センダンを出て、途中何度か休憩しながら、日が沈みかけた頃、ようやく街道の先に宿場町コンシの灯りが見えてきた。こんな長距離を歩いたのは初めてで、メイファンの足はすでに棒のようになっている。なんとか気力を振り絞って前へ進んでいた。

 メイファンの足腰が疲れ果てていることは、ワンリーにも気づかれているらしい。たびたび抱き上げようとするのを丁重にお断りした。
 抱き上げられるのは困るけど、あまりに疲れすぎていて麒麟の背に乗せてもらえるならいいのにと思ってしまう。

 目立ちたくないから人の姿で歩いて行くとワンリーは言っていた。けれどワンリーは姿を消すことができる。姿を消していれば麒麟の姿で走っていても、かまわないのではないだろうか。
 ちょっと気になって聞いてみると、ワンリーは申し訳なさそうに苦笑する。

「人には見えないが、魔獣には見えるのだ。人の姿で人の中に紛れている方が魔獣からは目立たない」

 そうだった。目立ちたくないのは人に対してではなく、魔獣に対してだった。ゆうべ魔獣に襲われたばかりなのに、すっかり忘れている緊張感のない自分にあきれる。小さくため息をこぼすメイファンの腕をワンリーが掴んだ。
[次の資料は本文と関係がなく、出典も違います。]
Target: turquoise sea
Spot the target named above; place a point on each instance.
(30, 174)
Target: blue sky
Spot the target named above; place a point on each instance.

「俺の背に乗りたいならおぶってやろう。やはり疲れているのだろう?」
「いえ、大丈夫です。町もすぐそこですから」
「遠慮するな」

 確かに疲れてはいるが歩けないほど体調を崩しているわけでもケガをしているわけでもない。なのに子どものようにおぶってもらって町に入るのは恥ずかしい。
 すっかり暗くなってしまった街道の隅で押し問答を続けていると、突然路傍の藪がガサガサと音を立てた。